Indonesian police apologise for using snake to interrogate suspect

Lester Mason
February 11, 2019

"Only two times", the prisoner is heard saying, as another man rubs the snake on his face. In the video, the handcuffed man, suspected of stealing mobile phones, screams in fear as his interrogator laughs and a voice can be heard threatening to put the snake into the suspect's mouth and pants.

Police have reportedly apologised for using the snake but said it was not venomous.

Video of the incident that circulated online over the weekend shows a man with a snake draped around his neck as officers taunt him, ordering him to admit to the theft or face having the reptile put in his mouth or his trousers.

Jayawijaya police chief Tonny Ananda Swadaya said in a statement the officers had been disciplined by being given ethics training and moved to other locations.

A voice off-camera can be heard ordering the man to keep his eyes open as the snake is pushed towards him.

Ahmad Musthofa Kamal, a spokesperson for the Papua police force, said an investigation had been launched by the internal affairs unit.
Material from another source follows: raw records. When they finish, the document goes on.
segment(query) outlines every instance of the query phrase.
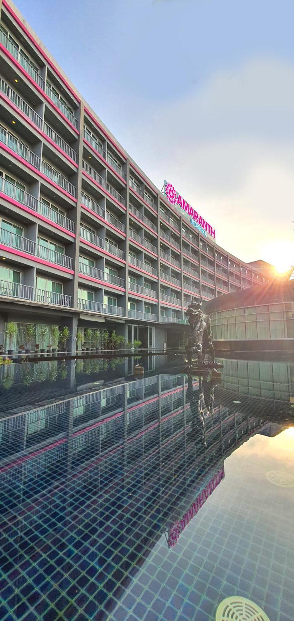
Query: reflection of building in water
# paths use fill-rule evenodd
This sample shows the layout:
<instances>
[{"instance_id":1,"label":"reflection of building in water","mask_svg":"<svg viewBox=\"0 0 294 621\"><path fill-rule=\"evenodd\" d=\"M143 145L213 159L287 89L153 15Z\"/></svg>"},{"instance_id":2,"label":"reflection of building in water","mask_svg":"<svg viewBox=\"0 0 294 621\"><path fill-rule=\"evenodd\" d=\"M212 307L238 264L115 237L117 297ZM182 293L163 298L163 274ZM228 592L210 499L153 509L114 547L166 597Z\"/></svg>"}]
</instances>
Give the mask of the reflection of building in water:
<instances>
[{"instance_id":1,"label":"reflection of building in water","mask_svg":"<svg viewBox=\"0 0 294 621\"><path fill-rule=\"evenodd\" d=\"M269 420L264 410L223 406L221 391L209 380L161 374L3 419L0 545L7 563L16 550L19 566L60 556L52 580L62 584L89 558L119 599L159 537L200 510L227 455ZM205 446L194 419L200 412Z\"/></svg>"}]
</instances>

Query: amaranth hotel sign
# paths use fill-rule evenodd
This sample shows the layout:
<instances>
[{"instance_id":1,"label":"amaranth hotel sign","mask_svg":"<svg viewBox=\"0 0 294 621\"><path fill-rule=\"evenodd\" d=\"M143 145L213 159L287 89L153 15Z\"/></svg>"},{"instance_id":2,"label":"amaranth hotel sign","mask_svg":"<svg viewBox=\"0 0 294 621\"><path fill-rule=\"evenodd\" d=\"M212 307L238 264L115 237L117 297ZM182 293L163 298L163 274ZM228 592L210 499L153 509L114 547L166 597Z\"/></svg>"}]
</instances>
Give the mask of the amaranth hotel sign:
<instances>
[{"instance_id":1,"label":"amaranth hotel sign","mask_svg":"<svg viewBox=\"0 0 294 621\"><path fill-rule=\"evenodd\" d=\"M213 229L211 224L209 224L195 209L194 209L192 206L189 205L189 202L187 202L185 199L177 192L174 186L167 181L164 181L164 194L171 205L178 205L181 209L184 210L190 217L190 224L195 227L197 230L199 230L205 237L207 237L207 233L208 233L215 240L215 229Z\"/></svg>"}]
</instances>

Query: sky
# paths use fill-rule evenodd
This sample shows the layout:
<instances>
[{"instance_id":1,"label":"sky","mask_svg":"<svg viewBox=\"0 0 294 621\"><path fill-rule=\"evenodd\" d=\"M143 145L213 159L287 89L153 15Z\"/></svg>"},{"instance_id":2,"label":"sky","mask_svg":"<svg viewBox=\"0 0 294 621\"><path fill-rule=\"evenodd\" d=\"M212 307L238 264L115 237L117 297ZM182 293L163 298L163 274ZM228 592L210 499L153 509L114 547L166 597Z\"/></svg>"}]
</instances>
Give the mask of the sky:
<instances>
[{"instance_id":1,"label":"sky","mask_svg":"<svg viewBox=\"0 0 294 621\"><path fill-rule=\"evenodd\" d=\"M158 188L243 260L294 264L293 0L16 4Z\"/></svg>"}]
</instances>

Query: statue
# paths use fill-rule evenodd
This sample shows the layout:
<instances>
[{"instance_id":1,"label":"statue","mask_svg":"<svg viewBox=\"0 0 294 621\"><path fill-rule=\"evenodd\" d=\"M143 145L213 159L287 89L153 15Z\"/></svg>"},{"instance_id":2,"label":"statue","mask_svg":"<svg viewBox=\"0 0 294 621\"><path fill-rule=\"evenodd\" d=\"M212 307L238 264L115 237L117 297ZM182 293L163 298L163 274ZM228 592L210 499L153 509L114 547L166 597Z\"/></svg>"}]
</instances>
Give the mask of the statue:
<instances>
[{"instance_id":1,"label":"statue","mask_svg":"<svg viewBox=\"0 0 294 621\"><path fill-rule=\"evenodd\" d=\"M201 310L202 304L202 298L200 297L198 301L191 302L186 310L190 332L185 346L187 361L187 365L184 367L185 369L208 370L223 366L215 360L210 319L208 315L206 320L204 320L204 315ZM207 353L210 353L212 358L208 364L204 362Z\"/></svg>"}]
</instances>

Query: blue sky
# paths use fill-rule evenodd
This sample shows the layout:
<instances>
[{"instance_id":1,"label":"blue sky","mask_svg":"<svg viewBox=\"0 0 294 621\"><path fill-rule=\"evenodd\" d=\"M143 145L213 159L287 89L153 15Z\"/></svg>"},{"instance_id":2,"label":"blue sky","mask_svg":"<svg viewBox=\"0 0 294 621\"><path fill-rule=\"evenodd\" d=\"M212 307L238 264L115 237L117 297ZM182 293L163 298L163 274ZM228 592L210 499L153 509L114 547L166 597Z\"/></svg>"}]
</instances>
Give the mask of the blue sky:
<instances>
[{"instance_id":1,"label":"blue sky","mask_svg":"<svg viewBox=\"0 0 294 621\"><path fill-rule=\"evenodd\" d=\"M17 6L130 155L159 188L172 182L218 243L244 260L294 260L292 1Z\"/></svg>"}]
</instances>

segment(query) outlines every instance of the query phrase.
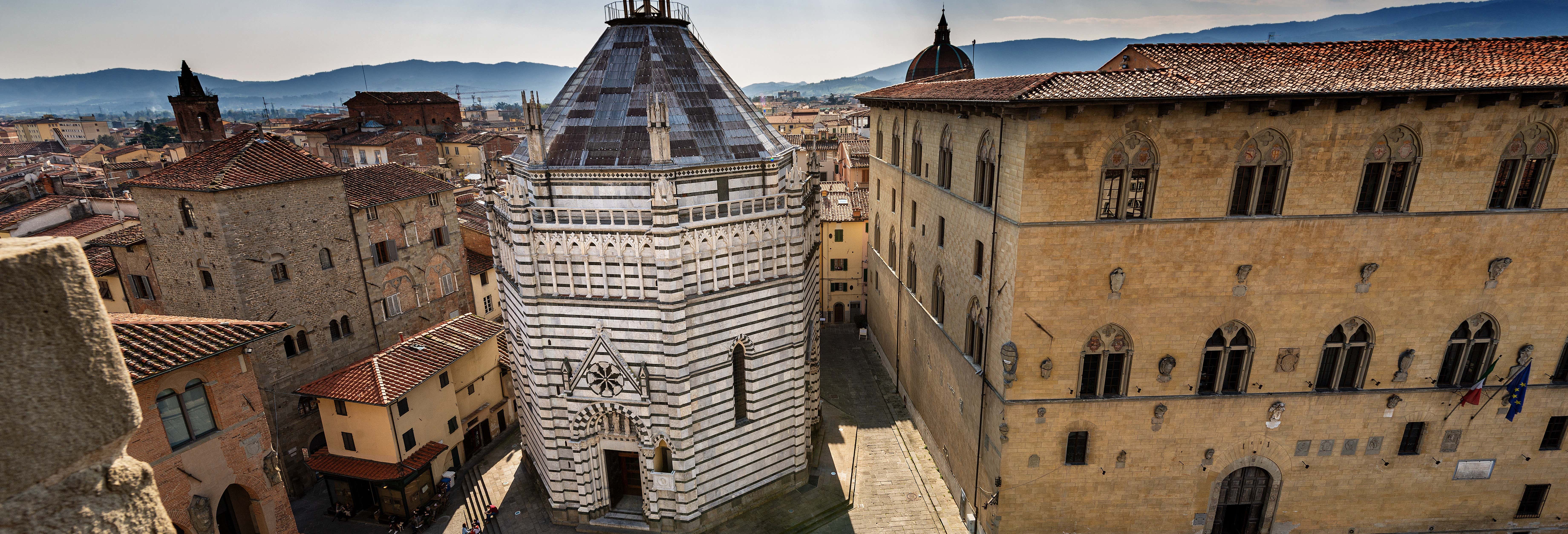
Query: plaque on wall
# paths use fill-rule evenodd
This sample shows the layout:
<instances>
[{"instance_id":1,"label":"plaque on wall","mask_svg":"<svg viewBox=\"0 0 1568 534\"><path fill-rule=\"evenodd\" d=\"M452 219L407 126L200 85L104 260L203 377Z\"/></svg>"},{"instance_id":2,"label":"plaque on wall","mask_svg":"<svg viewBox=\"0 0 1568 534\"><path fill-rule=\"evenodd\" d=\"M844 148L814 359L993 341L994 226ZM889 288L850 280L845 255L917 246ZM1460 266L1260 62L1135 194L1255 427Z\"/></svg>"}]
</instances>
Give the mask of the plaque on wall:
<instances>
[{"instance_id":1,"label":"plaque on wall","mask_svg":"<svg viewBox=\"0 0 1568 534\"><path fill-rule=\"evenodd\" d=\"M1460 460L1457 465L1454 465L1454 479L1455 481L1480 481L1480 479L1488 479L1488 478L1491 478L1491 467L1496 465L1496 464L1497 464L1497 460L1494 460L1494 459L1493 460Z\"/></svg>"}]
</instances>

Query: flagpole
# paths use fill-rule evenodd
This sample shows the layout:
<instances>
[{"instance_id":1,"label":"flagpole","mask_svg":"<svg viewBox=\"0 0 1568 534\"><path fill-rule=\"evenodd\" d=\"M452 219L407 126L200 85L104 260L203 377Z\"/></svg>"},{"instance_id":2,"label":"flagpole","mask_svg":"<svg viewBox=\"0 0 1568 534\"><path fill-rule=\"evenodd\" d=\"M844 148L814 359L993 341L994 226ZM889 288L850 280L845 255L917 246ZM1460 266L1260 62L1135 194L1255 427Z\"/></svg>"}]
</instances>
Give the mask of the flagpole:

He also stressed that the officers involved had been acting on their own initiative to try to extract a confession and had not physically assaulted the suspect.


"We apologise for the incident", he told AP. "Institutionally we do not recognize such an unprofessional method of interrogation, and we guarantee that such an inhuman method will not happen again in the future".

Indonesian security forces have been repeatedly accused of using excessive force and committing rights abuses against Papua's ethnic Melanesian population including extrajudicial killings of activists and peaceful protestors.

The former Dutch colony, the resource-rich western part New Guinea island, was incorporated into Indonesia after a widely criticized UN-backed referendum in 1969.

A lawyer, who advocates for human rights in Papua, Veronica Koman, said police often used snakes while interrogating Papuans, including those arrested for suspected separatist activities.

"They have long known that snakes are being used by police and the military (in interrogations)", she said.

Indonesian police and military have implemented a crackdown on independence activists after a December incident when separatist fighters killed 19 labourers on a construction site for the trans-Papua highway.